Исполнение проконтролируйте и донесите. Колыбанов».
ЗАПИСКА ПО «ВЧ»
«Весьма срочно!
Егорову
Вчера, 18 августа 1944 года, в 20.35 в расположение 2-го батальона 984-го полка, занимающего оборону северо-западнее Лазы на правом фланге 618-й стрелковой дивизии, прибыли трое офицеров — майор, капитан и старший лейтенант — с секретным предписанием Разведуправления фронта. За час до того командир батальона капитан Сипягин был предупрежден о их появлении по телефону начальником разведывательного отделения дивизии, и ему было предложено оказывать прибывшим содействие.

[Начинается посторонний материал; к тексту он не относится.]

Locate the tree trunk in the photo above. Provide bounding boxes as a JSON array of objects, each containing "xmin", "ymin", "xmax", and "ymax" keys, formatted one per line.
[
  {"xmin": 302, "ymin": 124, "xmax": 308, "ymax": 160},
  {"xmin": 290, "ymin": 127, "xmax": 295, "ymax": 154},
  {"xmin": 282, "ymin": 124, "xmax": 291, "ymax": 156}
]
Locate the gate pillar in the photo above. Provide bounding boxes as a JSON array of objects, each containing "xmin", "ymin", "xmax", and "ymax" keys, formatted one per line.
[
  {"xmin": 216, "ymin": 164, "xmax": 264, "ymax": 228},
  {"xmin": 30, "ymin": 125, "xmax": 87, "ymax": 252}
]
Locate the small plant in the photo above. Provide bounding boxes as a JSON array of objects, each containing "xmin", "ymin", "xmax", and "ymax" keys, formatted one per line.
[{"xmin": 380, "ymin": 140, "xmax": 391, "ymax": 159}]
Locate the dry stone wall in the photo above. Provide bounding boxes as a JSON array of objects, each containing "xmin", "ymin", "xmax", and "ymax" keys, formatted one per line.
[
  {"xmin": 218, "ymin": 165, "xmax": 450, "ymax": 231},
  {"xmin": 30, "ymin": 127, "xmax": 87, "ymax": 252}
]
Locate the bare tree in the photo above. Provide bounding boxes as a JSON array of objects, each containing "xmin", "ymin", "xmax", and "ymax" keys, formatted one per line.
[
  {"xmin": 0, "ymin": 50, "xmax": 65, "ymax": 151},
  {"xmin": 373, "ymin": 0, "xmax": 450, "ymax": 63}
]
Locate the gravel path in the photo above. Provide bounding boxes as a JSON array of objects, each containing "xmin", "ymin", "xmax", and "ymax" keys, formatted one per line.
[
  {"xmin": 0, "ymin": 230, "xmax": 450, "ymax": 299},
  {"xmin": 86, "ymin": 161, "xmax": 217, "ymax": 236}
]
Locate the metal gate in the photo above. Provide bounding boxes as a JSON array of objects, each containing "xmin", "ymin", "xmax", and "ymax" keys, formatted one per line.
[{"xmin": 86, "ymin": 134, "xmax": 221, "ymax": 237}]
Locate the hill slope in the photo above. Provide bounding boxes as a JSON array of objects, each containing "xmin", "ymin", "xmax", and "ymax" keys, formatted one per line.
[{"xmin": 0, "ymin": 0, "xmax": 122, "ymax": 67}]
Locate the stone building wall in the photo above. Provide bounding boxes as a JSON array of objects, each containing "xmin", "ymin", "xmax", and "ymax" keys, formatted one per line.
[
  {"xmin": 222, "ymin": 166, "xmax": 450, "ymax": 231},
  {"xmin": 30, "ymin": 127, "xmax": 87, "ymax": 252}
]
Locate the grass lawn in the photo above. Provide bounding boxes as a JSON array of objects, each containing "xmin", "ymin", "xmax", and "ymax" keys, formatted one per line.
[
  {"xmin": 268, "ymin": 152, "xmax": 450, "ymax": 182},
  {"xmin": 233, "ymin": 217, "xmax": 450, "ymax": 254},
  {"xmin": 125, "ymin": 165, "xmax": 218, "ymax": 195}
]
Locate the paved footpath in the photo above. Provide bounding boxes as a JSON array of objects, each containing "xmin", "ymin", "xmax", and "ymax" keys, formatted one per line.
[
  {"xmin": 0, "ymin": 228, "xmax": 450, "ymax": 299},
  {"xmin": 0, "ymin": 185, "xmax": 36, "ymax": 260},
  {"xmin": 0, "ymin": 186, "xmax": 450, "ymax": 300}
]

С наступлением темноты после ужина в землянке командира батальона майор, капитан и старший лейтенант надели привезенные с собой из штаба дивизии маскхалаты, взяли оружие и, сопровождаемые командиром разведвзвода Героем СССР лейтенантом Верещака и отделенным сержантом Баркуновым, прошли по траншеям батальона, а затем ползком перебрались в окоп боевого охранения, предупредив, что пробудут там до смены, т.е. до 6.00. Ничего подозрительного в их поведении и разговорах не отмечалось.
В 5 часов 20 минут утра из окопа, в котором они находились, в сторону расположения противника были выпущены ракеты, последовательно красная, зеленая и белая, после чего дежурные наблюдатели в траншеях батальона заметили, что трое в маскхалатах ползут из окопа боевого охранения в направлении обороны противника. Открытый с промедлением автоматнопулеметный огонь из-за недостаточной видимости результата не дал.